Translating an Entertaining Tale of Quadrupeds: Words Amusing and Intriguing

[Presented by George Baloglou -- Copenhagen, August 1996]

In our recently completed translation of this 14th century secular poem of 1,100 lines we have had the pleasant task of navigating through a vibrant language that is Attic in intent and Modern Greek in spirit; its sometimes obscure syntax, together with a number of compound words unique to the poem, presented us with the challenge of rendering it in a form acceptable to the contemporary English-reading lay reader. Our guiding principle while translating the Tale--often at the expense of word-for-word rendering--was that whatever had been Entertaining six centuries ago should be made to retain its humorous qualities today, and in a way appealing to both Byzantinists and the general public.

We also argue that the poem can offer to the contemporary reader more than a quick laugh and an intimate look at 14th century daily life. Indeed, behind the Quadrupeds' coarse dialogues and self-exalting monologues, one can observe the poet looking decline and death in the eye, at times pessimistic and at times, more remarkably, optimistic. Further, besides the obvious political message encoded in the "hard working" herbivores' victory over the "parasitic" carnivores (after a never ending conference and a hastily described battle), this lively, most sarcastic poem sends a singularly subversive message: not through any direct critisism of the upper classes, but by constantly and skillfully overturning whatever has just been established! Finally, the poem's timelessness and universality are strengthened by the fact that, although influenced by such previous works, it is, for example, less "historical" than the "Book of Birds" (" Poulologos ") and far less "theological" than the "Physiologus".
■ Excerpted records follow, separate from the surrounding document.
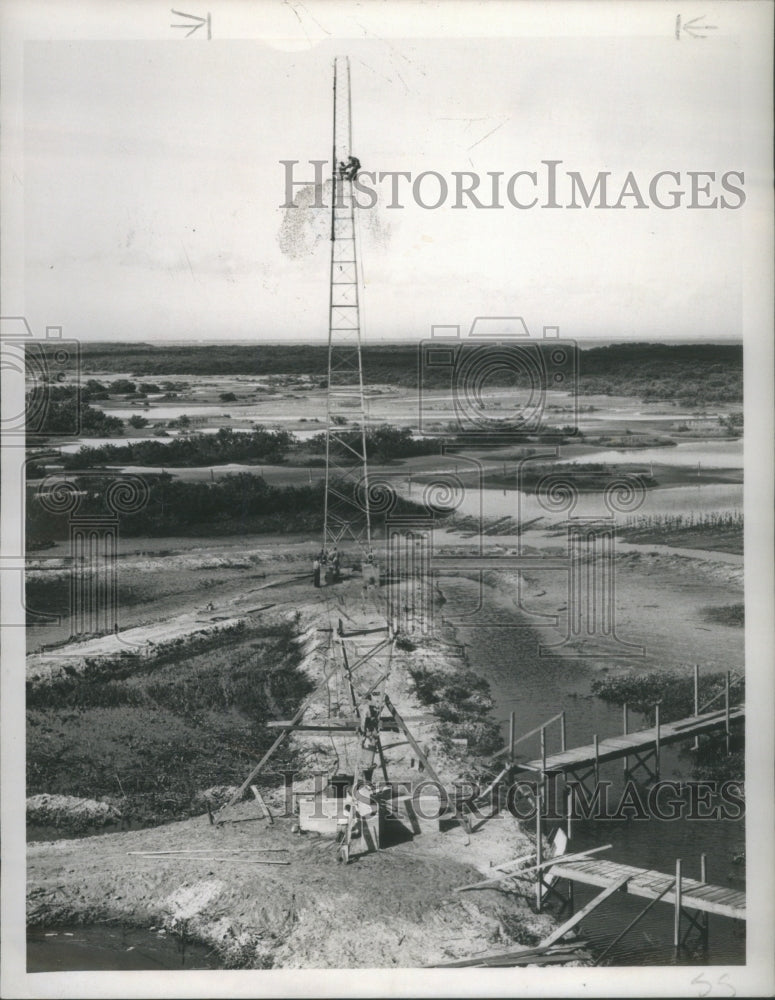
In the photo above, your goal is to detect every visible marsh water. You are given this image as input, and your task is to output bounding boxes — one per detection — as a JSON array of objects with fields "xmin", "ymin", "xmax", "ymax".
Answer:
[{"xmin": 436, "ymin": 578, "xmax": 745, "ymax": 965}]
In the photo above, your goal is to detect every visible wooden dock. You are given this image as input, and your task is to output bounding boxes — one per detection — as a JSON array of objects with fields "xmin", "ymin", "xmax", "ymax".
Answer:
[
  {"xmin": 546, "ymin": 858, "xmax": 745, "ymax": 920},
  {"xmin": 514, "ymin": 705, "xmax": 745, "ymax": 774}
]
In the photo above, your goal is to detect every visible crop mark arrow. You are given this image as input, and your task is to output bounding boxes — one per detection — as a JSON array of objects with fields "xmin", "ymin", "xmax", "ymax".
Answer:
[
  {"xmin": 675, "ymin": 14, "xmax": 718, "ymax": 42},
  {"xmin": 170, "ymin": 10, "xmax": 213, "ymax": 40}
]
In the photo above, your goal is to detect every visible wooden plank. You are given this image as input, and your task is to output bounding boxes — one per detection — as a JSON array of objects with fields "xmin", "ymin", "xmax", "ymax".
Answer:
[
  {"xmin": 452, "ymin": 844, "xmax": 611, "ymax": 892},
  {"xmin": 539, "ymin": 875, "xmax": 629, "ymax": 948}
]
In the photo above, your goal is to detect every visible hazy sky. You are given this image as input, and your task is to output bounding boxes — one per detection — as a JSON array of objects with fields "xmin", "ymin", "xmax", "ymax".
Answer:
[{"xmin": 16, "ymin": 7, "xmax": 766, "ymax": 340}]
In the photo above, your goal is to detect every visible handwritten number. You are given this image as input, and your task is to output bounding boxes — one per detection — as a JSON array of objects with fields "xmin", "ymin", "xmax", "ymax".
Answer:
[{"xmin": 692, "ymin": 972, "xmax": 737, "ymax": 997}]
The original text is available in Vassiliki Tsiouni's critical edition (based on all five manuscripts) "Paidiofrastos Diegesis ton Zoon ton Tetrapodon", Institut fuer Byzantinistik und Neugriechische Philologie der Universitaet Muenchen, 1972. In 1956 V. S. Shandrovskaja's Russian translation appeared in Vizantijskaja basnja "Rasskaz o Cetveronogih" (XIV v.), Vizantijskij Vremenik, IX (Moscow), pp. 211-249.